Over the course of a decade, the Orange County District Attorney’s Office and Sheriff’s Department “systematically” violated the rights of criminal defendants through the use of jailhouse informants to elicit incriminating statements from inmates awaiting trial, the U.S. Department of Justice concluded Thursday.
Federal prosecutors said the use of jailhouse snitches violated inmates’ Sixth and 14th Amendment rights to legal representation and due process of law. The DOJ noted in its announcement that both agencies have already implemented changes and taken remedial steps, and stepped using informants in the Orange County Jail in 2016.

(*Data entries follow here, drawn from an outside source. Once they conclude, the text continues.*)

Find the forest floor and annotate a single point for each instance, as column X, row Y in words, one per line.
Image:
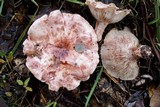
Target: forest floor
column 19, row 88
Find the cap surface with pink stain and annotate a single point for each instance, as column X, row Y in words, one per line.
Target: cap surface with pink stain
column 61, row 50
column 119, row 54
column 105, row 14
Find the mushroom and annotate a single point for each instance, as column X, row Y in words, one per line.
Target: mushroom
column 119, row 54
column 105, row 14
column 60, row 51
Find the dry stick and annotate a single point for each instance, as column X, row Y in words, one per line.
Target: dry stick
column 152, row 42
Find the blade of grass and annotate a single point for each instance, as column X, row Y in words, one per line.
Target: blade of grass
column 76, row 2
column 25, row 30
column 54, row 103
column 93, row 87
column 154, row 21
column 1, row 7
column 157, row 16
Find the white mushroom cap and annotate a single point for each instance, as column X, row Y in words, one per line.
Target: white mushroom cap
column 118, row 54
column 105, row 14
column 61, row 50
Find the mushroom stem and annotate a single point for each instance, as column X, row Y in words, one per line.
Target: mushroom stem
column 143, row 51
column 99, row 29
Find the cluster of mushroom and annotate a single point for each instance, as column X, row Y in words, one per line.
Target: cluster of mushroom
column 62, row 48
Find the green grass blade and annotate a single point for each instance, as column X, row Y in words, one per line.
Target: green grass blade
column 1, row 7
column 93, row 87
column 154, row 21
column 25, row 30
column 157, row 16
column 76, row 2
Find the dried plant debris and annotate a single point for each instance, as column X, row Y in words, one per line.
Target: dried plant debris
column 155, row 97
column 60, row 51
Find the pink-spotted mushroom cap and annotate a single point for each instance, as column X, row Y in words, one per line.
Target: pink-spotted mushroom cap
column 61, row 50
column 105, row 14
column 119, row 54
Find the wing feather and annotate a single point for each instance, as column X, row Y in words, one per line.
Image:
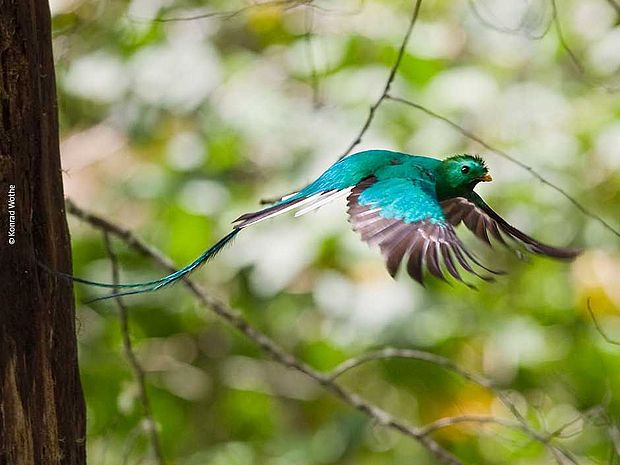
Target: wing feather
column 479, row 218
column 427, row 242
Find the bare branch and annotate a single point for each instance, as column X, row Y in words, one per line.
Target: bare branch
column 519, row 30
column 562, row 39
column 287, row 4
column 523, row 425
column 391, row 353
column 388, row 84
column 598, row 326
column 582, row 208
column 269, row 346
column 134, row 363
column 314, row 77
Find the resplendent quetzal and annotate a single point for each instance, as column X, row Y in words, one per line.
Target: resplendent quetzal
column 407, row 205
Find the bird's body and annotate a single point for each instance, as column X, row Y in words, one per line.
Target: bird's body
column 407, row 205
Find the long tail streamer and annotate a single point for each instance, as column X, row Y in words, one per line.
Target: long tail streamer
column 149, row 286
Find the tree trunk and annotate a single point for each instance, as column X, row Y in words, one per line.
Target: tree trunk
column 42, row 418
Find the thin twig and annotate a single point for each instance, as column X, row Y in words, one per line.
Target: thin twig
column 563, row 41
column 269, row 346
column 391, row 353
column 519, row 30
column 314, row 77
column 287, row 4
column 388, row 84
column 134, row 363
column 327, row 380
column 598, row 326
column 523, row 425
column 514, row 160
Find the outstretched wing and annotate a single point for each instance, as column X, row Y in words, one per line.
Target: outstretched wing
column 404, row 218
column 482, row 221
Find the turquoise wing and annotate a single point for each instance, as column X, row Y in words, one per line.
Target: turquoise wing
column 404, row 218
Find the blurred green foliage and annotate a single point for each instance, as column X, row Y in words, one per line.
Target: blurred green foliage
column 174, row 128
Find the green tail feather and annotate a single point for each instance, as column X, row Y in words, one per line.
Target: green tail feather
column 149, row 286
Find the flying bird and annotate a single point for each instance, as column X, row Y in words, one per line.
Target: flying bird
column 408, row 205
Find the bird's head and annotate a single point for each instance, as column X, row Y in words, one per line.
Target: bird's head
column 459, row 174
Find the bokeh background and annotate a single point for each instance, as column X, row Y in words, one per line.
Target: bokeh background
column 173, row 128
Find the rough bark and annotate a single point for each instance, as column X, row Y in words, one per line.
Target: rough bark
column 42, row 418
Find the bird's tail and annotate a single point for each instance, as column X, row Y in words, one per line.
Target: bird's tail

“All persons who are accused of a crime are guaranteed basic constitutional protections that are intended to ensure fairness in criminal proceedings and due process of law,” Assistant Attorney General Kristen Clarke said in a statement. “Prosecutors and law enforcement officers have an obligation to uphold these rights in their fight against crime and in their pursuit of justice, including in the way that they use custodial informants against criminal defendants.
“The failure to protect these basic constitutional guarantees not only deprives individual defendants of their rights, it undermines the public’s confidence in the fundamental fairness of criminal justice systems across the county.”
According to the long-awaited report by the DOJ — which began its investigation in 2016 — jailhouse informants were used beginning in at least 2007, and they essentially “acted as agents of law enforcement to elicit incriminating statements from defendants represented by counsel,” according to a DOJ statement.
Sheriff’s deputies then “maintained and concealed systems to track, manage and reward those custodial informants,” according to the DOJ. “The evidence also reveals that Orange County prosecutors failed to seek out and disclose exculpatory information regarding custodial informants to defense counsel.”